Welcome to 2015, which promises to be one of the most interesting years in the mortgage industry in recent memory. From regulatory changes, to the shifting economy, to the long tail effects of the economic boom in places like San Francisco and New York (and the continuing downturn in rural areas), the next 12 months are going to be a roller coaster ride. And while my crystal ball isn't perfect (I should have bought Apple shares at $25 back in the day), I'd like to share some of the trends that I see for the coming year.
1. The refinancing market will continue to decline and have less and less potential because in many ways it's already pretty tapped out. As a result, lenders will further emphasize their focus on purchase originations. This is a big deal, because it will affect how lenders staff their organizations and organize themselves to process transactions as quickly as possible.
2. We will see an increase in the direct-to-consumer mortgage business. Driven in part by refi contraction, over the next 12 months lenders will invest in establishing more sophisticated online offerings that cater to the self-service consumer, experimenting with search engine marketing and lead acquisition from mortgage lead generation platforms, and operating loan officer call center environments.
3. The number of online mortgage applications will skyrocket. That's because improvements in technology, particularly on the mobile front, have revolutionized how people handle their finances. Home buying is no exception, and over the last year we have seen a significant uptick in the number of tools that facilitate these kinds of transactions. Expect even more technology acceleration in 2015.
4. The automated verification phenomenon will continue to gain traction. In the new mortgage economy, speed is everything. That means that the links in the chain that have traditionally been bottlenecks are being addressed further upstream in the origination process because lenders know that speed is a critical element of their financial success. We can expect to see more of this in 2015 as technologies improve, and as consumer comfort with sharing confidential data online increases.
5. The digitization of the consumer experience will become more traditional, and it will pick up major traction this year.
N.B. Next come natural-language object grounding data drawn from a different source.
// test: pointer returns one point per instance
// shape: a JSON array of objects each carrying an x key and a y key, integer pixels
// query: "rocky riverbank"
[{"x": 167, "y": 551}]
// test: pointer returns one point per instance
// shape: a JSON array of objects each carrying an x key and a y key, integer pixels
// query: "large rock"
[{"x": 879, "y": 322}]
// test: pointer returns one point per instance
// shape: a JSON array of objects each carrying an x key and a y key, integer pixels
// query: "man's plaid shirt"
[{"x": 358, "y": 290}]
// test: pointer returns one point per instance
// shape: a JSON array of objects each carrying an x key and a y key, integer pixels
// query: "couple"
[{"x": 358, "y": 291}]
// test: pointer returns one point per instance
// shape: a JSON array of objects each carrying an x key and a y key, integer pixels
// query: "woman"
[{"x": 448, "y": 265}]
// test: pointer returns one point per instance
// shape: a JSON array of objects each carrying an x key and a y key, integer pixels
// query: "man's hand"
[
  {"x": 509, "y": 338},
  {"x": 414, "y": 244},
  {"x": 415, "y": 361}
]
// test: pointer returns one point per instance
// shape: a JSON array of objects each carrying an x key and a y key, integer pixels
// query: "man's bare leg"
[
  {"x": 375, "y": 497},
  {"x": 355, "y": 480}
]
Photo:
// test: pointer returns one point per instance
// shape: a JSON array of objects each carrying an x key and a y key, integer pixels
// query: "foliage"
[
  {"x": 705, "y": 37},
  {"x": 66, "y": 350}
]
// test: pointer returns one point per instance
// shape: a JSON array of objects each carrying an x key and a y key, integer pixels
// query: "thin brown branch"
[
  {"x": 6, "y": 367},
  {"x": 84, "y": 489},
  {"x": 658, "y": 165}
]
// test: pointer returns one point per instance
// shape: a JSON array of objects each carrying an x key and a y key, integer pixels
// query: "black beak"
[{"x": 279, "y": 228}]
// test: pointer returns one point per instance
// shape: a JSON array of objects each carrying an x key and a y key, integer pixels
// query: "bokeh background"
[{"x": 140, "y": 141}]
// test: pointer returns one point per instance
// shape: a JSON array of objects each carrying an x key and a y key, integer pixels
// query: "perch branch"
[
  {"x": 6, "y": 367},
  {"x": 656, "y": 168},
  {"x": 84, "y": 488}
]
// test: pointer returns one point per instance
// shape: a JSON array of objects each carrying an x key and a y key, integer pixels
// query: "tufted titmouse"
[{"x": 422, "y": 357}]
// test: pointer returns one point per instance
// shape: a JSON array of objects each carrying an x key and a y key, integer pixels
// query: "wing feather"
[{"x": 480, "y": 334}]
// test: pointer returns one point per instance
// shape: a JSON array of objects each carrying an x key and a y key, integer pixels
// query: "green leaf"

While various technologies to transform the mortgage process into a paperless chain of events have been in development (or even on the market) for a few years, it is only now that the "perfect storm" of consumer acceptance of new technologies, the ability of mortgage companies to rollout new digital tools, and nearly universal mobile broadband access has created a climate in which people apply for mortgages can have a completely digital experience. This is important for the industry, because it will fundamentally realign how companies provide support - for example, online help will be infinitely important than traditional call centers - and allocate their resources.
Of course, there is no perfect way to predict what will happen over the next 12 months. We have no idea what the political climate will look like, how the economy will fare, or whether or not the tech boom will continue to drive home prices to record levels. But we do know that there is no putting the genie back in the bottle. Consumers now expect to have seamless online experiences while applying for and tracking their mortgages, and forward-thinking lenders are implementing the tools that they will need to meet this consumer demand. So grab your seat, strap in, and put your helmet on. 2015 is going to be a wild ride!